So I haven't written in this thing for a while. Part of that is I just haven't had much to say... and another part is I wanted to make this blog less dramatic, if you will, and that was not happening. I think have a better understanding now of why my life is the way it is.
I still don't have a job... however, I feel that God has put me in this place so I can learn to live for myself. My whole life I have been living for someone else... whether that be my mother, my sister, some peer at school that I wanted to impress... I have never really been happy with myself or life. Yes, that sounds depressing, but the honest truth... I never been happier in my life than I am right now.
That is not to say I still don't struggle with depression on a day to day basis. I do and it is extremely hard. I have had some of my most darkest moments these past few months, however I'm starting to see the light at the end of the tunnel. I'm starting to know what hope feels like. I'm starting to understand what joy is. I do honestly think that God is working in my life to provide this time of "solitude"...

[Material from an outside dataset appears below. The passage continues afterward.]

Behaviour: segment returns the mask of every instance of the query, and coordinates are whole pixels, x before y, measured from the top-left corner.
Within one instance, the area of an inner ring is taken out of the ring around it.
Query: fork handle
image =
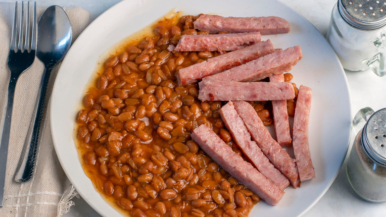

Again, this time period has been the hardest. I still would like very much to get a job... tomorrow. I think I have a better idea of what I want to do. I have this desire to get start... I think I would like to go into research for Autism, or maybe some other medical/psychological condition. This may be sick to some of you, but I've always loved doing research papers in school. I thrived on the knowledge that I had to look for to come up with a 20 or so page paper. I loved looking into medical conditions... it was all so fascinating to me. I'm hoping to now get into a entry level: research/lab assistant position. I've been applying to different hospitals, research institute, and the UW campus. Only a phone screen interview has come up... and I haven't heard back about a follow-up interview.
The problem that I think I'm trying to work through is to not give up on hope. I can't start believe that my hope is invalid... it doesn't mean anything. This is one of the lies satan likes to hit me with... "I'm insignificant". It's not true, so I'm told. However, my goal in all of this is to NOT move back into my parents house. That can not happen. I've come to far for all my mental health to go to waste.
Well, that's my reflection for tonight... more may come, but we will see.